Dec. 30–Aldo Leopold’s seed of wisdom grew into the law that has become the foundation of ecosystem protection for 40 years.

President Richard Nixon signed the Endangered Species Act into law Dec. 28, 1973. It put into U.S. statutes what Leopold’s classic 1940s essay, “Round River,” called for — saving all the parts of the natural world.

“To keep every cog and wheel is the first precaution of intelligent tinkering,” Leopold wrote.

The law remains widely supported today, protecting more than 2,100 plants and animals in the U.S. and around the world. It has brought back from the brink of extinction the likes of the bald eagle and the peregrine falcon, due to its restrictions and its support of private conservation efforts by groups like Boise’s Peregrine Fund.

But its limitations on development and private property rights have made it a target for many who wonder whether biodiversity deserves the priority that the law gives it.

Today, nearly every side acknowledges that Leopold’s lofty goal is no longer possible, if it ever was. Rapid climate change, caused by greenhouse gases in the atmosphere from the burning of fossil fuels, is expected to send 20 to 40 percent of all of Earth’s species into extinction in the next century.

The last time the law was reauthorized was in 1982. Congress has been unable to find common ground on how to reform or update the law that has become one of the most polarizing in the nation. That has meant changes are made piecemeal, through court decisions, settlements and rule changes often written in the middle of dramatic economic conflicts. Here in Idaho, for instance, Congress voted to delist the wolf in 2011 after a bitter court battle.

The legal fight over how to protect 12 stocks of salmon and steelhead in the Pacific Northwest has gone on for more than 20 years, with some improvement for the wild stocks, but no recovery.

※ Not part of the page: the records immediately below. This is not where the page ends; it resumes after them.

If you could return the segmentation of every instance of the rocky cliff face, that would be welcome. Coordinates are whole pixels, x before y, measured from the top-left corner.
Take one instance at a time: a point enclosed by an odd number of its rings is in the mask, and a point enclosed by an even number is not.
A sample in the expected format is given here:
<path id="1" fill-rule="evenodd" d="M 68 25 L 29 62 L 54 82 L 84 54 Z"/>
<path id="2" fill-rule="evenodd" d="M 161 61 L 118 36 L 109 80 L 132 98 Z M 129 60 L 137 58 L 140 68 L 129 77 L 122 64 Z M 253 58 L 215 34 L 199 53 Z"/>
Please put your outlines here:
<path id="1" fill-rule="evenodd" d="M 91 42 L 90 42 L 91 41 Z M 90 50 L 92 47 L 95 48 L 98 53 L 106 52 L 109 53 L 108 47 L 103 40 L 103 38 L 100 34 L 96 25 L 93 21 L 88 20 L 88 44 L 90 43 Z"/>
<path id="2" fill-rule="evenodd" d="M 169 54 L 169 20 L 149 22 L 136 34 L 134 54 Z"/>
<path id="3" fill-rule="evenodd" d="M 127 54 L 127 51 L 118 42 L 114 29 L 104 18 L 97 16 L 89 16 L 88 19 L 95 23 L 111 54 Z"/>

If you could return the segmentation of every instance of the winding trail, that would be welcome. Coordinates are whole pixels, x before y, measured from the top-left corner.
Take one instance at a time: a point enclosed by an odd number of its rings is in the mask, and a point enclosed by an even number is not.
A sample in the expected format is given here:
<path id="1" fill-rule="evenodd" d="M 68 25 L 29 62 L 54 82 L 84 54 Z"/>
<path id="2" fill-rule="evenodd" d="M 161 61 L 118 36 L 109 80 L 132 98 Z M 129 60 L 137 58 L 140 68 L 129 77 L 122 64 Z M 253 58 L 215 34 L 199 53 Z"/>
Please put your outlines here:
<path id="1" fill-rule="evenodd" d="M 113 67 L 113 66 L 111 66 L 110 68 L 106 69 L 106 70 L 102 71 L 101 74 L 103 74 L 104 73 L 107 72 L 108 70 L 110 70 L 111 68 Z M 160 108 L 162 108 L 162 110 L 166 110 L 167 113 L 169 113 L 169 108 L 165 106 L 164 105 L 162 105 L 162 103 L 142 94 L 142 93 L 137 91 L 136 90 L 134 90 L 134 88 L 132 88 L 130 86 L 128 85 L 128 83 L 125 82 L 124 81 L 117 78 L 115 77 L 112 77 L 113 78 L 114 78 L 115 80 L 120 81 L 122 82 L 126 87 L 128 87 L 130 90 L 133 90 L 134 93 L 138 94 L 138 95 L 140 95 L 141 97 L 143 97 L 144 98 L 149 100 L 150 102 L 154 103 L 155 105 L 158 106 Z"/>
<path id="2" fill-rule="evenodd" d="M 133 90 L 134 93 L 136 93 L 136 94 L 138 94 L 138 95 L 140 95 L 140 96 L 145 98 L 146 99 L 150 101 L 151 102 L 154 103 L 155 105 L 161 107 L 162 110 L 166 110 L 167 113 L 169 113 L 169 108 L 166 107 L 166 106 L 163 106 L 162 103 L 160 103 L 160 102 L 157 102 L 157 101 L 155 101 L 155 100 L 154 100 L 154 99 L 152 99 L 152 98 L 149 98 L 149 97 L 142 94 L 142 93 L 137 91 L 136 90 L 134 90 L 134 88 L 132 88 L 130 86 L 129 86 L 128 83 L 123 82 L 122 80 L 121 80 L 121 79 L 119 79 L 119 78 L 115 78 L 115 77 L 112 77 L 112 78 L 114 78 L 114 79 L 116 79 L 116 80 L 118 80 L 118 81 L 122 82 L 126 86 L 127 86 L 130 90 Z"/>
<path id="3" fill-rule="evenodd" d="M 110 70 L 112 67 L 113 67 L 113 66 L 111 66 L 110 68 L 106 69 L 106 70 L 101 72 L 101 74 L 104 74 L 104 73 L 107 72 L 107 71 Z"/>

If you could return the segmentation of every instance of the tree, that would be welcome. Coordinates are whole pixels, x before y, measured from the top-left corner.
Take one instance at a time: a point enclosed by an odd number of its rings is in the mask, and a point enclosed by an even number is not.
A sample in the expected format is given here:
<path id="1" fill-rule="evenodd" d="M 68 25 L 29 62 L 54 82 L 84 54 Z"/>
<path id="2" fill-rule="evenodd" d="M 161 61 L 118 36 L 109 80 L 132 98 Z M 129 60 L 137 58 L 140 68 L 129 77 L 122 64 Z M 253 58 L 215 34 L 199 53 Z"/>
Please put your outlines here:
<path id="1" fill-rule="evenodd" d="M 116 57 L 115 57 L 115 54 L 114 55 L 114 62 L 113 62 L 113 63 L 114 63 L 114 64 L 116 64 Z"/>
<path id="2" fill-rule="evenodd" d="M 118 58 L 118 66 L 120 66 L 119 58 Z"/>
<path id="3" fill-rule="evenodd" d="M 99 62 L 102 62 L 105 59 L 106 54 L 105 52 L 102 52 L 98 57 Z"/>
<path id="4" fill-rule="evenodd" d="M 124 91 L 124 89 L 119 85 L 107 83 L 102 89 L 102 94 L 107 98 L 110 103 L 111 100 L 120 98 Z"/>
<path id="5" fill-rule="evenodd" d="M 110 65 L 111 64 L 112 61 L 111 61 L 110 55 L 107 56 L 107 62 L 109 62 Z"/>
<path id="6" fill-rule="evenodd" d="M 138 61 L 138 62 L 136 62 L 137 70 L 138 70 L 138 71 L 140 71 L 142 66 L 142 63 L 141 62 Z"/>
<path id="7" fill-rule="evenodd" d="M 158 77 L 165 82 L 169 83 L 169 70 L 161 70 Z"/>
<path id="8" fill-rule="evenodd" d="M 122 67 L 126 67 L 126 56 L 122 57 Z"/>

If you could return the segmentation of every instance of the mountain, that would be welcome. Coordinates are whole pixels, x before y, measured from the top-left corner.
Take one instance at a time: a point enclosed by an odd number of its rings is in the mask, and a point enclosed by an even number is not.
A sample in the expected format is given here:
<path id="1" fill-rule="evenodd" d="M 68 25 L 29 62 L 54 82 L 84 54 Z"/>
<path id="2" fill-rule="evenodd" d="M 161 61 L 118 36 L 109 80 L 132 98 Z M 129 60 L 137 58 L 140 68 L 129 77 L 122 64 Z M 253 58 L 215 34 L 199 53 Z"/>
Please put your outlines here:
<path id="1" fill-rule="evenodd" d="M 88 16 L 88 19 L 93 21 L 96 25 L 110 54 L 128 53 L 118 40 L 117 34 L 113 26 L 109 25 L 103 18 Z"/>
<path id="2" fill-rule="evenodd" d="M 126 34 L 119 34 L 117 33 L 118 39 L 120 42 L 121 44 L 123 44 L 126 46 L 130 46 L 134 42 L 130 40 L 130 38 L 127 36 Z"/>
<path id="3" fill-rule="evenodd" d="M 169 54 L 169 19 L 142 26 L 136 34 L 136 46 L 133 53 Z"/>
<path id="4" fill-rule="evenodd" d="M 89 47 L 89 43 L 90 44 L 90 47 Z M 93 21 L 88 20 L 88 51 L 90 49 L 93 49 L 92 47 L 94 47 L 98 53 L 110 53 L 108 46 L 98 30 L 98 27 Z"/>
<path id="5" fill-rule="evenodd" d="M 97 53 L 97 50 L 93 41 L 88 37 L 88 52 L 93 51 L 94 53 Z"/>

Idaho and nine other Western states are struggling with the Bureau of Land Management to come up with plans that will keep sage grouse off the endangered species list by the 2015 deadline set by U.S. District Judge B. Lynn Winmill of Boise.

Congress passed the law four decades ago by a wide majority. Idaho conservative Republican Jim McClure, who was in the House in 1973 and later elected U.S. senator from Idaho, told me years later he never would have voted for the Endangered Species Act had he known how it would be used.

Lawmakers in 1973 created the clearest, most unequivocal environmental law ever written. In other laws, federal agencies are required to provide protection “where practicable.” It was those two words that had prevented the Endangered Species Act of 1966 from stopping the decline of eagles, whales and whooping cranes.

Four men made sure “where practicable” was purged from the final version of the 1973 law. They were Interior Undersecretary E.U. Curtis “Buff” Bohlen; House Merchant Marine and Fisheries Committee counsel Frank M. Potter Jr.; Lee M. Talbot, a senior scientist at the Council on Environmental Quality; and Earl Basinger, a U.S. Fish and Wildlife Service biologist.

Their work made protecting endangered species the highest legal priority of government. The law handed the U.S. Fish and Wildlife Service and the National Marine Fisheries Service (now NOAA Fisheries) ultimate veto power over all other federal agencies and other activities funded or regulated by the federal government.

“It was only some time after its passage that people realized its implications,” Bohlen is quoted saying in “Noah’s Choice,” by Charles Mann and Mark Plummer. “We certainly didn’t advertise it. Why should we have? It was not our intent to ring alarm bells.”

But the four were not trying to mislead anyone, Talbot told me in 1995.

“It wasn’t a matter of skulking around in the back hall putting in words that nobody read, but rather to openly strengthen it to the maximum,” Talbot said.

The one minor exception was initiated in 1976, after the Supreme Court ruled that Tellico Dam on the Tennessee River had to be halted to protect the snail darter, a small fish. Congress established an exemption process, under which species protection could be waived by the Endangered Species Committee, frequently called the “God Squad.”

The God Squad has not chosen to act, when faced with making Noah’s choice. But the reality of climate change means society is going to be forced to make those choices, either by default or on purpose.